Мог ли человек, абсолютно чуждый политическим вопросам, так отозваться о народнике В. П. Воронцове (Веве), как отозвался Чехов? «Очень вумная политико-экономическая фигура с Гиппократовским выражением лица, вечно молчащая и думающая о спасении России», - писал Чехов Плещееву в 1888 году; и ему же: Воронцов «Человечина, угнетаемый сухой умственностью и насквозь протух чужими мыслями, но по всем видимостям добрый, несчастный и чистый в своих намерениях».

Так сказано о том самом Воронцове, которого позднее разгромил (молодой Ленин, полемизируя с ним в одном московском кружке. Критически относится Чехов и к другому народнику, Южакову. Значит, Чехов имел верное лредставление о народниках именно в то время, когда он работал над «Рассказом неизвестного человека».

«Неизвестный человек» по причинам, «о которых не время говорить подробно», хочет уничтожить «врага своего дела».

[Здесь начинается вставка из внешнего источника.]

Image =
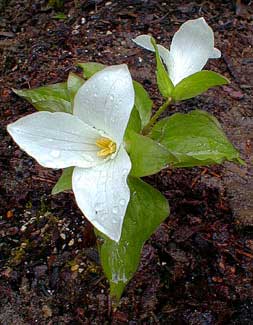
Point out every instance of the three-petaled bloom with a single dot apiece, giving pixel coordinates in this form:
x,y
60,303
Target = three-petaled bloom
x,y
191,47
91,140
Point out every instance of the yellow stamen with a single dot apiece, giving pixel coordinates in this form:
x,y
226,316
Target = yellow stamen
x,y
107,147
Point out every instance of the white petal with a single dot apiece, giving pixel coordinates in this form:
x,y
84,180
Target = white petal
x,y
191,47
56,140
102,193
106,100
145,42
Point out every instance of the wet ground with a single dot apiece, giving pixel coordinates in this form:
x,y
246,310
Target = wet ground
x,y
198,267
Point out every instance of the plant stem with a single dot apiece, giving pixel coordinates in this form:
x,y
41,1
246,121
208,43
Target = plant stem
x,y
154,118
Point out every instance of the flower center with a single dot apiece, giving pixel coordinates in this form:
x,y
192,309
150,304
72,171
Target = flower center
x,y
107,147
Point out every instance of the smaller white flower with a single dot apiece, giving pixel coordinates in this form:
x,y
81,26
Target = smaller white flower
x,y
191,47
91,140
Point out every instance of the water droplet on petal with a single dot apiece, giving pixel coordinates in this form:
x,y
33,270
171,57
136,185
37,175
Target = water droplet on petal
x,y
122,202
115,210
125,172
55,153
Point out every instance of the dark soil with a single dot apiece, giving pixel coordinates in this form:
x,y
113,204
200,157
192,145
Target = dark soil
x,y
198,267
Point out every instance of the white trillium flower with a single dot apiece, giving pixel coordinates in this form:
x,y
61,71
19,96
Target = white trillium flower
x,y
91,140
191,47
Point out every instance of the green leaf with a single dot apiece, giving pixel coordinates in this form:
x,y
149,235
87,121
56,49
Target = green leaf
x,y
147,156
52,98
146,210
74,82
197,83
164,83
90,68
134,123
142,103
64,183
195,138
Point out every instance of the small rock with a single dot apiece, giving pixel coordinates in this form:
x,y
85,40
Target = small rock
x,y
74,268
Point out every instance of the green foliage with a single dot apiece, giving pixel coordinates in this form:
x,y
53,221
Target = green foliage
x,y
64,183
134,123
164,83
146,210
147,156
196,84
52,98
142,103
195,138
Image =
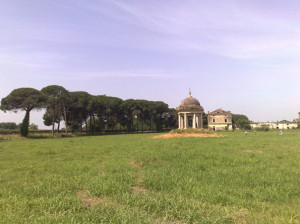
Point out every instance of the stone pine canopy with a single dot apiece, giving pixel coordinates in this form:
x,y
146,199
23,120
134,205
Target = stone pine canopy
x,y
190,103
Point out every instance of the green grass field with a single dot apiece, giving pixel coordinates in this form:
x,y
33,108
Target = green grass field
x,y
137,179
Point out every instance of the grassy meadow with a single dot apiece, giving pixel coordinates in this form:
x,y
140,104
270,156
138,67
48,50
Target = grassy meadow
x,y
137,179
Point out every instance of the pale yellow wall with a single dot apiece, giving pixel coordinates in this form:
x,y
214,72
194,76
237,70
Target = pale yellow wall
x,y
219,119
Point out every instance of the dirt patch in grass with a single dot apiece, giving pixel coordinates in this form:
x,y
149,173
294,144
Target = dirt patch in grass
x,y
240,216
184,135
139,190
89,201
135,163
253,151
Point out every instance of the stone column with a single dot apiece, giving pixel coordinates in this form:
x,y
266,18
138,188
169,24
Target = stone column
x,y
194,120
201,121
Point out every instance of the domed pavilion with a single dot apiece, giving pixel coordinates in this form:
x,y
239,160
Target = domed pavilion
x,y
190,113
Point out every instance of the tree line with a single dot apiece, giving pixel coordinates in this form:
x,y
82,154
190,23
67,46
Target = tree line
x,y
80,111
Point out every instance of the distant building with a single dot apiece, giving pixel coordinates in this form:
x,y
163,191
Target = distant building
x,y
274,125
297,119
190,113
219,120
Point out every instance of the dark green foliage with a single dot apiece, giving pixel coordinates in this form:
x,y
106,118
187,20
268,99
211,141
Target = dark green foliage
x,y
25,99
263,128
25,125
81,110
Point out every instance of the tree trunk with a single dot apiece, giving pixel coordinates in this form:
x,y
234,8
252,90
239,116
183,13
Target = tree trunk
x,y
86,127
94,123
65,117
25,125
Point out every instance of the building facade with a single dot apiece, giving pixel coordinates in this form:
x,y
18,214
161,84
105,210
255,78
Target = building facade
x,y
219,120
190,113
297,119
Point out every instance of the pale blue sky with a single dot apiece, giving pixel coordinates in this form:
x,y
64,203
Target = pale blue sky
x,y
242,56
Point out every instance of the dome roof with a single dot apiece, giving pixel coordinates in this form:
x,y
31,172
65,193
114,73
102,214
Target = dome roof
x,y
190,103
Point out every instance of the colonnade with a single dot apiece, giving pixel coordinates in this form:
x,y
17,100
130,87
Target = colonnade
x,y
197,120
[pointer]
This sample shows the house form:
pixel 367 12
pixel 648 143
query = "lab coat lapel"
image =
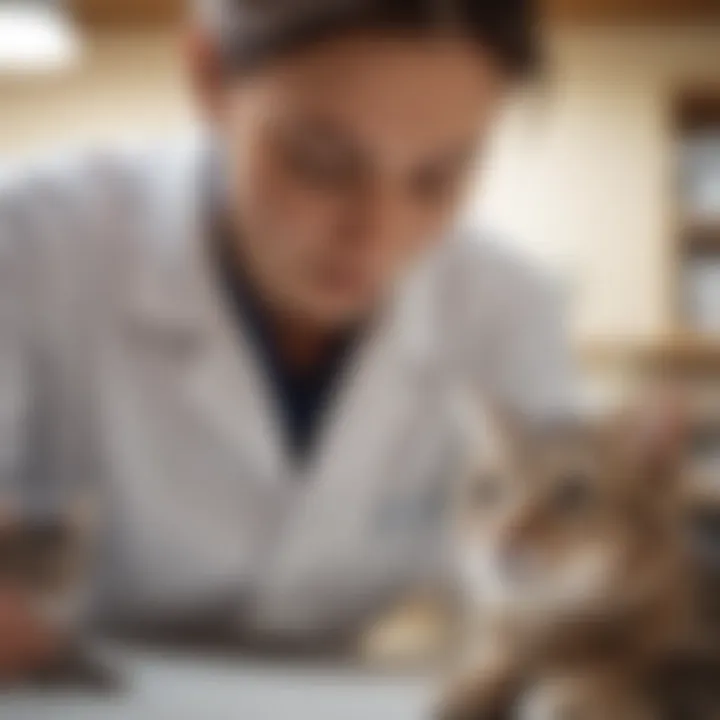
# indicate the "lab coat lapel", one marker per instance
pixel 179 303
pixel 376 412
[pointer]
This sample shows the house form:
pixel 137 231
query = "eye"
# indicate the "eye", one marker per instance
pixel 487 491
pixel 574 493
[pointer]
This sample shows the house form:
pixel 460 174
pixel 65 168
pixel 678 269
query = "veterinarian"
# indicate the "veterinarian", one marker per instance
pixel 244 348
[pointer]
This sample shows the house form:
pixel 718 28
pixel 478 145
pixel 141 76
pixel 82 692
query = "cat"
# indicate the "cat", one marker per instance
pixel 570 542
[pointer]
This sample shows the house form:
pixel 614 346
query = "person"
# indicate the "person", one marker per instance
pixel 248 347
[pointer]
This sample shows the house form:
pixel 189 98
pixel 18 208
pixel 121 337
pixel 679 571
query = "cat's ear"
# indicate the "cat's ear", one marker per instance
pixel 507 422
pixel 656 434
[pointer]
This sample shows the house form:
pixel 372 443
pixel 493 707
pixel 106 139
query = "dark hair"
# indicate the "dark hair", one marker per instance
pixel 250 32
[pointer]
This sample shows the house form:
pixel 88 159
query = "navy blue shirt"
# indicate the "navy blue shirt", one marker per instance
pixel 302 395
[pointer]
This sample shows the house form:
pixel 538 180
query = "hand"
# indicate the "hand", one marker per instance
pixel 27 644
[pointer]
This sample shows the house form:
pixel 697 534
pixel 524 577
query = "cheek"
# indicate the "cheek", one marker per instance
pixel 283 210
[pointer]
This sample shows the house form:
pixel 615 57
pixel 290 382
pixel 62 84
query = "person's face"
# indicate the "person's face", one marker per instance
pixel 349 160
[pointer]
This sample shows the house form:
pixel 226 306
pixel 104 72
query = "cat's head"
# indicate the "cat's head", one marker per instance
pixel 566 515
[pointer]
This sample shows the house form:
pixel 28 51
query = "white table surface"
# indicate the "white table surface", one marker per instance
pixel 180 687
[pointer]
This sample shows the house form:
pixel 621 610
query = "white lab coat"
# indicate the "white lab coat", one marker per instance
pixel 122 370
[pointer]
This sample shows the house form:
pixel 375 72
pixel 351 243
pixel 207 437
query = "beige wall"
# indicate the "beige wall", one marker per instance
pixel 581 176
pixel 127 87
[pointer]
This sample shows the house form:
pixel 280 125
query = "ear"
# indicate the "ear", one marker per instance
pixel 507 424
pixel 656 438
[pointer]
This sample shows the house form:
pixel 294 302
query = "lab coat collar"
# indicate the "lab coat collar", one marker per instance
pixel 178 300
pixel 170 282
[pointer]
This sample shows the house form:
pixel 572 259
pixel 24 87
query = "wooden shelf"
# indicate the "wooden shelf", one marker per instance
pixel 677 353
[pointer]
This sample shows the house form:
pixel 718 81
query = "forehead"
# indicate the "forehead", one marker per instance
pixel 414 91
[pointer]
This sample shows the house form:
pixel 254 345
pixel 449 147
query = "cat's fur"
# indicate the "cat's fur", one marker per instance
pixel 570 545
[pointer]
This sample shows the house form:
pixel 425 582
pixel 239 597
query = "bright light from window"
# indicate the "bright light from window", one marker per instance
pixel 35 37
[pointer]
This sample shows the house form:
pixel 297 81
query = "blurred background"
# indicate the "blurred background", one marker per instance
pixel 607 171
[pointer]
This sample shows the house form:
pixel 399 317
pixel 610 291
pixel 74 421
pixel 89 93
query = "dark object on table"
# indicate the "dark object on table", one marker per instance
pixel 43 559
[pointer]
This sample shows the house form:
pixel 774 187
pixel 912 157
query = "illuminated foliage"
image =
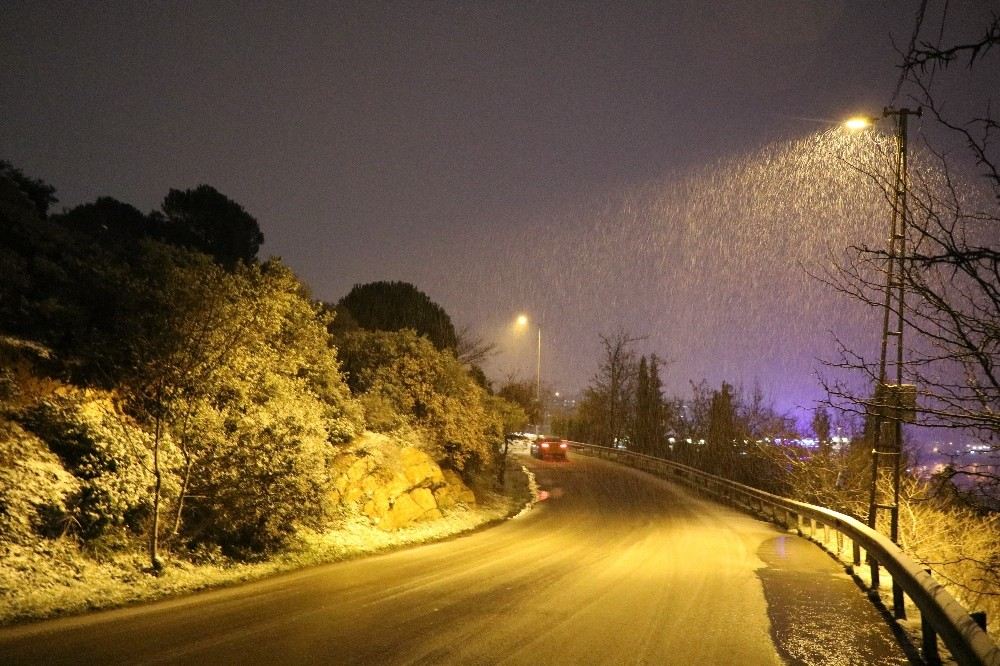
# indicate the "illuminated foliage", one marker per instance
pixel 402 379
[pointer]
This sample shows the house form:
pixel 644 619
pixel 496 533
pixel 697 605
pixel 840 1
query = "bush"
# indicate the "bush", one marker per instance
pixel 109 457
pixel 35 489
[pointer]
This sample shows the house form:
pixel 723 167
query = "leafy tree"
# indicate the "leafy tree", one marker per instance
pixel 649 429
pixel 724 433
pixel 40 194
pixel 394 306
pixel 236 368
pixel 203 219
pixel 404 381
pixel 111 221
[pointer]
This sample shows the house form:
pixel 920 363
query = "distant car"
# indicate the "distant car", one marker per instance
pixel 549 447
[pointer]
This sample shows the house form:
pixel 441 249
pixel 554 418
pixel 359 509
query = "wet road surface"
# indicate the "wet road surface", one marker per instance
pixel 613 567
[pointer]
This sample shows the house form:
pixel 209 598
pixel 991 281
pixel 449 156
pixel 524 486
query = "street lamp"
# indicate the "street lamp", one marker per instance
pixel 892 403
pixel 522 323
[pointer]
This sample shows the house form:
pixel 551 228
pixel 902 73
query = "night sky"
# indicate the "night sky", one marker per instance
pixel 594 165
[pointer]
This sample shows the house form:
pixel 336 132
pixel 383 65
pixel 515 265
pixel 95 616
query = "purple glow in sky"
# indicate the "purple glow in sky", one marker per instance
pixel 652 165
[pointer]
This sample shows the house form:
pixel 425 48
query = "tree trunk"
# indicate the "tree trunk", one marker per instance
pixel 154 534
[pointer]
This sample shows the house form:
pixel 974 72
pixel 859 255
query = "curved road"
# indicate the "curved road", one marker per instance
pixel 613 567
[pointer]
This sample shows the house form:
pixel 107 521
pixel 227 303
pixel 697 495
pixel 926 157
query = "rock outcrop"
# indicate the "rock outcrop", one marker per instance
pixel 395 485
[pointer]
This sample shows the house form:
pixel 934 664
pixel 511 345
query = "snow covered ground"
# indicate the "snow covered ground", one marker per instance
pixel 55 577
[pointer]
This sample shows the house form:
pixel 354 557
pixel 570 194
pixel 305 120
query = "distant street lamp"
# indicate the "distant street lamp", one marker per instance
pixel 522 323
pixel 892 403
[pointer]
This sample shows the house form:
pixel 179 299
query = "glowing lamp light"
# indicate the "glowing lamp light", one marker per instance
pixel 858 123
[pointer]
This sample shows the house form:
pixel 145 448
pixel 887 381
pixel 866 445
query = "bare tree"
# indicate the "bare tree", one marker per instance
pixel 472 349
pixel 605 405
pixel 951 272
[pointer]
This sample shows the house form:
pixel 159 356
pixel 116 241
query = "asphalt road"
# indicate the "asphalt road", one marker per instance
pixel 613 567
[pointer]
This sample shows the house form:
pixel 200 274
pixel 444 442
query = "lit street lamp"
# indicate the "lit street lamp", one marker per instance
pixel 892 403
pixel 522 323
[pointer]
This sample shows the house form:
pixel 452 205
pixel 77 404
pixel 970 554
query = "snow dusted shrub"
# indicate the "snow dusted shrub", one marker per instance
pixel 34 487
pixel 109 458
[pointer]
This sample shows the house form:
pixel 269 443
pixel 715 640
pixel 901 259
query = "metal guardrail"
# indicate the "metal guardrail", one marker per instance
pixel 941 615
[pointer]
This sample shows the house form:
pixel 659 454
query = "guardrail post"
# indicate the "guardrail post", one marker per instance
pixel 979 617
pixel 928 642
pixel 898 602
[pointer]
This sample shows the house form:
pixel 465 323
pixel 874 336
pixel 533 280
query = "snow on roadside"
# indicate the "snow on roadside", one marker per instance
pixel 53 578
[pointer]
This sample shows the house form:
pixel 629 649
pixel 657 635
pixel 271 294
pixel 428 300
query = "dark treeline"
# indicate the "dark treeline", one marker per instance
pixel 194 395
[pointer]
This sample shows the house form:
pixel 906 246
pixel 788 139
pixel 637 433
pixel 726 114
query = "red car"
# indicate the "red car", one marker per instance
pixel 549 447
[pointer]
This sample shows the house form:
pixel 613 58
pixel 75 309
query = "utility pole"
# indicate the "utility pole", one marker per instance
pixel 893 402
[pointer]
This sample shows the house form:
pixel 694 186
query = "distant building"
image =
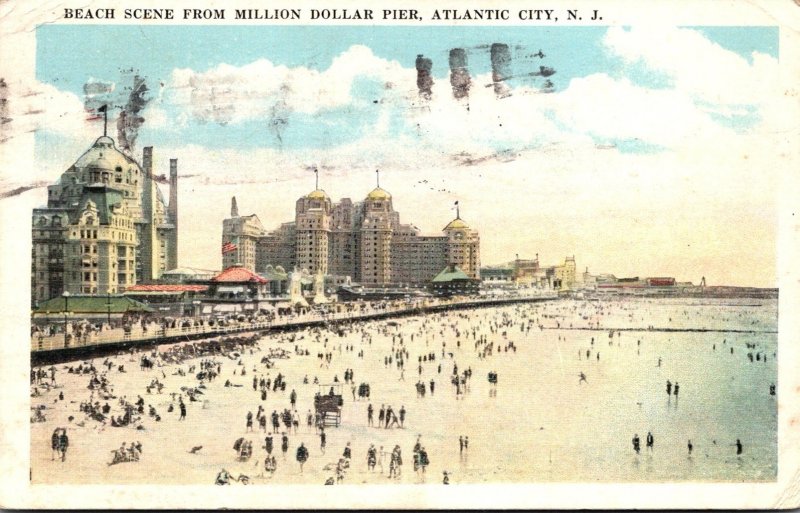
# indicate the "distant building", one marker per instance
pixel 105 227
pixel 187 275
pixel 236 290
pixel 452 281
pixel 564 276
pixel 178 299
pixel 362 241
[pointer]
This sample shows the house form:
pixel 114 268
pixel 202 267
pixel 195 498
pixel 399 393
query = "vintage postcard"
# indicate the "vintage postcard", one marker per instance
pixel 399 255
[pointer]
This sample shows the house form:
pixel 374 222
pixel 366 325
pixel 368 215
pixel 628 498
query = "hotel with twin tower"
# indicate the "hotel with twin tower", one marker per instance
pixel 362 241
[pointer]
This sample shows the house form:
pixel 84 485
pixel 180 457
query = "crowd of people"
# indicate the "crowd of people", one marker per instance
pixel 273 385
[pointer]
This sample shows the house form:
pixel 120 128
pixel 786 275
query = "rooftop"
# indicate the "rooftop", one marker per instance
pixel 238 274
pixel 93 304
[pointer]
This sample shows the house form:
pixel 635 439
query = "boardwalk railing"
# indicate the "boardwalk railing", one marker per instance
pixel 136 334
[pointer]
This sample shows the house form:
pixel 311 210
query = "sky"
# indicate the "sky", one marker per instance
pixel 643 151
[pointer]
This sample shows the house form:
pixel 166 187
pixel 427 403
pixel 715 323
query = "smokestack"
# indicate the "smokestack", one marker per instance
pixel 147 162
pixel 173 214
pixel 173 191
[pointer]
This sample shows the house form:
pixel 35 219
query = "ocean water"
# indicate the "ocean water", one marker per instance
pixel 538 424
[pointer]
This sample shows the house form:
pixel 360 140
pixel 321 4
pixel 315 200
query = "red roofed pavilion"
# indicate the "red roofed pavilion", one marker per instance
pixel 238 274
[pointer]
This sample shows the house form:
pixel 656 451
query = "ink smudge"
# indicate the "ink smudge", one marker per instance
pixel 459 74
pixel 424 78
pixel 501 68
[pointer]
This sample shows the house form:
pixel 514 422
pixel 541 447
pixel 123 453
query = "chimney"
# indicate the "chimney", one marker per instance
pixel 173 214
pixel 173 190
pixel 147 162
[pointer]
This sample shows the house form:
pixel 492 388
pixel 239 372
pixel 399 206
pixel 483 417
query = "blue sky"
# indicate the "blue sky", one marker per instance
pixel 67 56
pixel 644 126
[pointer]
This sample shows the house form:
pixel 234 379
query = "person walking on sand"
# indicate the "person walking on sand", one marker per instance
pixel 380 458
pixel 302 455
pixel 54 444
pixel 371 457
pixel 63 444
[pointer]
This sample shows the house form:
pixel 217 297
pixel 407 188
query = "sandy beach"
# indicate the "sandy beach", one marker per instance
pixel 539 423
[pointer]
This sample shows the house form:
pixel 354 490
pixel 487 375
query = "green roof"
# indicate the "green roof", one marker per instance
pixel 93 304
pixel 450 273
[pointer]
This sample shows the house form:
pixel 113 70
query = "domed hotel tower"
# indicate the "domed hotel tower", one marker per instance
pixel 106 226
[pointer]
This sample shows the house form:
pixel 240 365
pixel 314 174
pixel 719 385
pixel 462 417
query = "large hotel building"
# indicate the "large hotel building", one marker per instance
pixel 363 241
pixel 106 226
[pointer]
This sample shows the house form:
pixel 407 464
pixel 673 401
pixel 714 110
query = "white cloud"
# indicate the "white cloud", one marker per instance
pixel 617 109
pixel 230 94
pixel 698 66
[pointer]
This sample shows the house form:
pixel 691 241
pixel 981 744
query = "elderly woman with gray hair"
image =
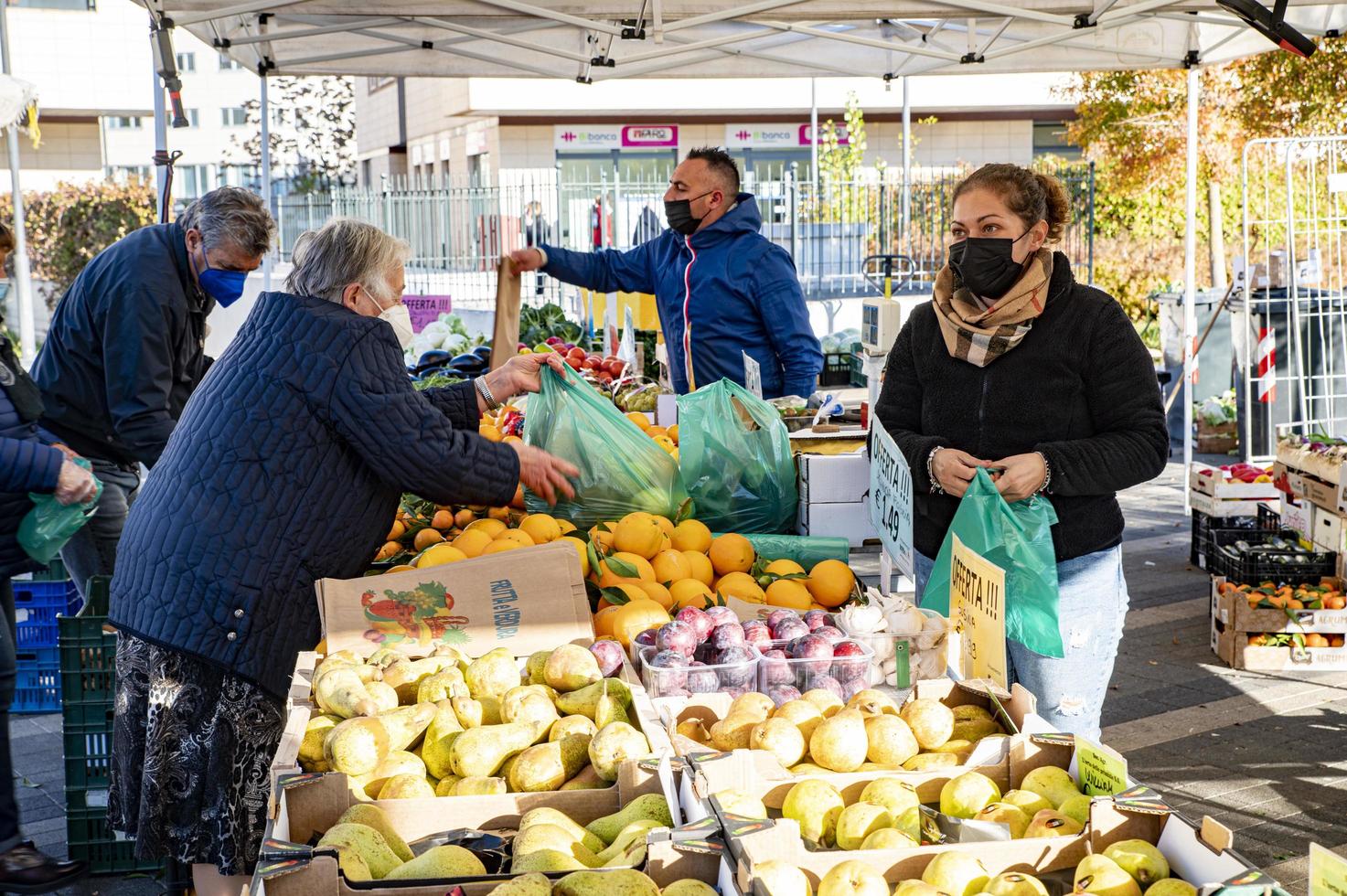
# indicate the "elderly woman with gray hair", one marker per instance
pixel 286 468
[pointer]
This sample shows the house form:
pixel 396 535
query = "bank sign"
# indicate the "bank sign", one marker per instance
pixel 615 136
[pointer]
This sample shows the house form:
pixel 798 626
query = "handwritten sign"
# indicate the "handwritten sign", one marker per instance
pixel 1099 771
pixel 977 609
pixel 752 375
pixel 891 499
pixel 426 309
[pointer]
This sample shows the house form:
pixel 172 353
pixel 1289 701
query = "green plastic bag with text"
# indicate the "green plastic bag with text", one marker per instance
pixel 1019 539
pixel 621 468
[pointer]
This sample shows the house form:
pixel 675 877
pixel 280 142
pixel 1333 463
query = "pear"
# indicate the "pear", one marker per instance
pixel 1101 875
pixel 894 795
pixel 376 818
pixel 572 667
pixel 1016 884
pixel 779 737
pixel 859 821
pixel 647 806
pixel 547 816
pixel 365 842
pixel 1005 814
pixel 1139 859
pixel 439 862
pixel 613 745
pixel 815 806
pixel 853 879
pixel 483 751
pixel 891 741
pixel 1051 783
pixel 356 747
pixel 1050 822
pixel 966 795
pixel 546 767
pixel 311 748
pixel 931 721
pixel 839 742
pixel 958 873
pixel 782 879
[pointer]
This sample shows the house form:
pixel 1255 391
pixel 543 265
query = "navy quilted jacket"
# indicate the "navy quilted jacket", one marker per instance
pixel 287 466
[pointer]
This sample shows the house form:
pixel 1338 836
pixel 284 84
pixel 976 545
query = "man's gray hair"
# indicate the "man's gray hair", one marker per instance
pixel 341 252
pixel 232 216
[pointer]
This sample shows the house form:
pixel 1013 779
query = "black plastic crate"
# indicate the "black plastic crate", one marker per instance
pixel 1269 565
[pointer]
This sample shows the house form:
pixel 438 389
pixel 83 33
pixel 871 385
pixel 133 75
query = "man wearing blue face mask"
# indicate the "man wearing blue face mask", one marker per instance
pixel 127 349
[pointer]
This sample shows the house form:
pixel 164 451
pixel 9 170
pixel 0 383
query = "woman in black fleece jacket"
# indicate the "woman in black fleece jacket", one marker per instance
pixel 1017 367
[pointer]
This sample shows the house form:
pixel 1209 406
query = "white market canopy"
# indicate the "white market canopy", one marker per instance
pixel 725 38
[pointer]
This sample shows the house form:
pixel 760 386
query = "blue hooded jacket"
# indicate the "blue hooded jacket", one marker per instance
pixel 721 292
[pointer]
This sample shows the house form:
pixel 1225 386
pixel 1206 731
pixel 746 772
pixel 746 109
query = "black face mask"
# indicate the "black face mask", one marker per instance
pixel 985 266
pixel 679 215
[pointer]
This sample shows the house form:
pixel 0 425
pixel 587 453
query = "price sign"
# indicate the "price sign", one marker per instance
pixel 977 609
pixel 891 497
pixel 752 375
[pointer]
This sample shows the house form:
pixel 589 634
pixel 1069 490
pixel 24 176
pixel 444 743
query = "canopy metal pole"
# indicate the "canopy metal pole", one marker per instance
pixel 1190 273
pixel 23 278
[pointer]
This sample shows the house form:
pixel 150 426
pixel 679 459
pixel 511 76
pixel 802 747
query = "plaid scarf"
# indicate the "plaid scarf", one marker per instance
pixel 978 333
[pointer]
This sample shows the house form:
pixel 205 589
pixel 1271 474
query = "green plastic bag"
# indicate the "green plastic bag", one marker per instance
pixel 735 458
pixel 45 529
pixel 621 468
pixel 1019 539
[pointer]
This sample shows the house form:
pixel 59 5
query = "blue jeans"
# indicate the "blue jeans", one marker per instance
pixel 1091 605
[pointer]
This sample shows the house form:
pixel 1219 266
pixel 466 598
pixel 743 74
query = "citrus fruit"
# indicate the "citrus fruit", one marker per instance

Именно уничтожить, потому что не бумаги и записки, которые он рассчитывает найти на столе Георгия Ивановича Орлова - сына сановника, не планы и намерения Орлова-отца вынуждают отставного морского офицера наняться в лакеи к петербургскому чиновнику. Кстати, то, что Владимир Иванович (лакей Степан), бывший морской офицер-человек общества, тоже вполне жизненный штрих. Среди народовольцев были и такие, назовем Эспера Александровича Серебрякова - старого политического эмигранта ).

Из письма к редактору «Северного вестника» М. Альбову ясно, кого именно хотел вывести в повести Чехов:

«... меня обуревают сомнения весьма серьезного свойства: пропустит ли ее цензура?..»

И в другом письме ему же:

«Нецензурность ее не подлежит теперь никакому сомнению».

Чехов писал, что рассказ ведется от лица «бывшего социалиста», а фигурирует в нем в качестве «героя № 1» сын товарища министра внутренних дел.

Суворин, который пользовался у представителей власти очень хорошей репутацией, когда ему Чехов прочел первые двадцать строк повести и рассказал о ее стержне, заметил: «Я бы не решился это напечатать».

Чехов начал повесть в 1887-1888 годах (напечатан «Рассказ неизвестного человека» в 1893 году). В мае 1887 года были казнены Александр Ульянов и его товарищи-участники покушения на жизнь царя Александра III. Событие это, разумеется, нашло отклик во всех слоях общества. Знал о нем и, конечно, думал Чехов. Не вполне осведомленный в тех сложнькх процессах, которые происходили среди бывших народовольцев, Чехов чутьем писателя понимал причины, которые привели к разгрому полицией и распаду «Народной воли», и безнадежность попыток путем политических убийств свергнуть деспотическую царскую власть. Он мог бы написать об этом откровеннее, яснее, но тогда повесть пролежала бы без движения не шесть, а лет пятнадцать и увидела бы свет тогда, когда цензурные условия несколько изменились к лучшему.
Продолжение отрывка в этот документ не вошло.